Oil's Well That Ends Well.

"You really liked 4?" someone else whispers. "I think I did," responds her friend.

After the first three or four oils, I've lost any ability to differentiate, and I'm tired of writing "yellow," "green," "greenish yellow," "yellowish green" on my sheet. "Isn't this a bit effete?" I mutter to a table-mate. "You could say that about our entire lifestyle, I imagine," she responds accurately.
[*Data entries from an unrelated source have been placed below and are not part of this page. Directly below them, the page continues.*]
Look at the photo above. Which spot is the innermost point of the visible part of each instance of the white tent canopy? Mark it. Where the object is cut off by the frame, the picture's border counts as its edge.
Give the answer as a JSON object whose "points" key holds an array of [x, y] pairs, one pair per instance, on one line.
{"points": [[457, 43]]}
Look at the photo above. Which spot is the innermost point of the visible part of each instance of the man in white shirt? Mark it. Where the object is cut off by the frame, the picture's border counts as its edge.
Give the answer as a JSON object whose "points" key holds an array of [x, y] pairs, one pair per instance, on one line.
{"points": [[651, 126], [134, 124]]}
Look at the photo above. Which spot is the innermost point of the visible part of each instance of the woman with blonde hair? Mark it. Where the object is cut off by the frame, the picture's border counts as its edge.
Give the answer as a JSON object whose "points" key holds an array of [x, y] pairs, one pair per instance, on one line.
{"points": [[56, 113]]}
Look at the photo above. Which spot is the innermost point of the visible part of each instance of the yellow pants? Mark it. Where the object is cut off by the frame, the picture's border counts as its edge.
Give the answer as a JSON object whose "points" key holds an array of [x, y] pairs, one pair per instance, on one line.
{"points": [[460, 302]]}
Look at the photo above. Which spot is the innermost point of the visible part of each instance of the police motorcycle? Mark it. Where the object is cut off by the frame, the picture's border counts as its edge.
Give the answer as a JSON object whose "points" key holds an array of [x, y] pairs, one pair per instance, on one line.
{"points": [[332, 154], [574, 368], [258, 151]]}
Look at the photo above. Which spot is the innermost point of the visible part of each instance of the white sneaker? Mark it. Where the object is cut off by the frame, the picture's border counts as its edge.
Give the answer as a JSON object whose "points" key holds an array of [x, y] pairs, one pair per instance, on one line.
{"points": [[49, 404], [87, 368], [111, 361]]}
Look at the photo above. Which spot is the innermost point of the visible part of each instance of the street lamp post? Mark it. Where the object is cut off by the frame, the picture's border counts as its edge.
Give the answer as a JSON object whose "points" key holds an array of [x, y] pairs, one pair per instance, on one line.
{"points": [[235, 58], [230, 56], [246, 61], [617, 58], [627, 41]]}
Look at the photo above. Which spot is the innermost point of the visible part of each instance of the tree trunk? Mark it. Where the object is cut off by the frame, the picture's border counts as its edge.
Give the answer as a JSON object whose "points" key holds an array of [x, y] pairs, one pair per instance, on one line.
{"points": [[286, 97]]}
I grew up in the buttery northern part of Europe (actually, my Czech mother did much of her cooking with chicken shmaltz -- which would make for an interesting tasting!). Olive oil wasn't in general use in the United States, either, until the 1960s, when Americans became interested in ethnic foods in general and the Mediterranean diet in particular (a trend that accelerated as nutritionists began discussing the health benefits of monounsaturated fats).

For dessert, Moore serves sliced strawberries macerated in vanilla-infused olive oil and sprinkled with lime zest.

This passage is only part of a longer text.